Dans son Tableau de Paris, Louis-Sébastien Mercier évoque dans plusieurs chapitres la police au XVIIIe siècle. C’est le point de départ de l’investigation menée par Vincent Milliot (Université Caen Normandie). L’historien est allé rechercher dans les archives les mécanismes de cette police parisienne dont les domaines de compétence n’ont cessé de s’étendre tout comme son appareil bureaucratique. A la sécurité viennent s’adjoindre la salubrité, la santé ou la voirie. Mais cette "mission civilisatrice" n’est pas ressentie comme telle par toute la population.

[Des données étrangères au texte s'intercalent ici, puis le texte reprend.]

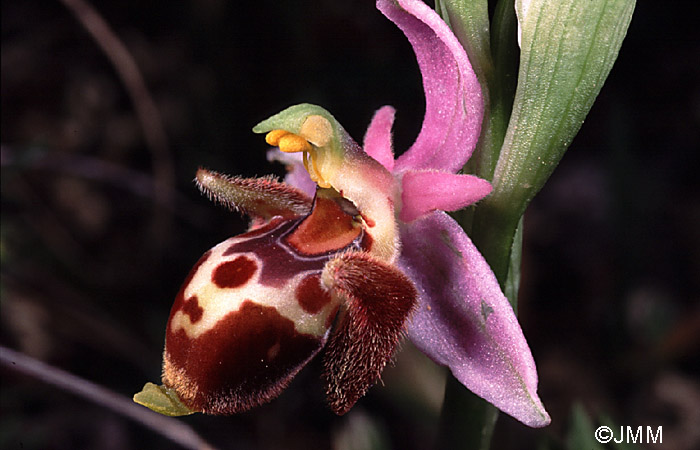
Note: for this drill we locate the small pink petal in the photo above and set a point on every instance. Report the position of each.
(425, 191)
(377, 141)
(463, 320)
(453, 103)
(297, 175)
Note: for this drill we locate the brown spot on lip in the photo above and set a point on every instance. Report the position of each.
(235, 273)
(310, 295)
(247, 359)
(191, 308)
(182, 304)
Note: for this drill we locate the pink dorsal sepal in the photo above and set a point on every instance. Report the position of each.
(261, 198)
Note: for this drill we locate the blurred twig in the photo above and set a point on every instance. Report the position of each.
(173, 429)
(145, 107)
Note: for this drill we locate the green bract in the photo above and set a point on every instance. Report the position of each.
(568, 49)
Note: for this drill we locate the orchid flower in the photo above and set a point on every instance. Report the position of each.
(372, 257)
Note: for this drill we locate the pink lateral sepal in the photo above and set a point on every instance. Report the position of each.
(261, 198)
(378, 301)
(425, 191)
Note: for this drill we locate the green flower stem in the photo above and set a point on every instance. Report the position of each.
(467, 421)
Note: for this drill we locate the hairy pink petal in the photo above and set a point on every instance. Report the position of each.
(425, 191)
(377, 141)
(453, 103)
(463, 320)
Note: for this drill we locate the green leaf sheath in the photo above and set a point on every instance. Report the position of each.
(568, 49)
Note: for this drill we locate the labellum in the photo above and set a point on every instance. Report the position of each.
(258, 306)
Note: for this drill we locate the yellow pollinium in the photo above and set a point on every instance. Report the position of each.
(315, 134)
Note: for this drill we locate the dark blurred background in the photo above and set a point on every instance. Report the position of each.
(97, 234)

Si elle se veut plus préventive que répressive, cette police chasse les indésirables, les pauvres et les migrants.
Dans ce travail érudit, riche en données sur les recrutements ou les salaires, Vincent Milliot explique qu’il s’agit d’abord pour cette machine complexe de dompter le monstre parisien avec ses 700 000 habitants à la veille de la Révolution. La lieutenance générale de police apparue au siècle précédent à l’initiative de Colbert fonctionne efficacement avec ses commissaires, ses inspecteurs et ses mouchards. Elle se pique d’être juste en n’ayant pas de comptes à rendre à la loi. C’est l’éternel rapport conflictuel entre la police et l’Etat de droit, entre le maintien de l’ordre et la préservation des libertés.
Vincent Milliot donne le mode d’emploi de cette "machine" policière dont les mécanismes généraux n’ont pas fondamentalement changé en plus de deux siècles. Il montre surtout que cette volonté de contrôler l’espace urbain n’a pas résisté à 1789. L. L.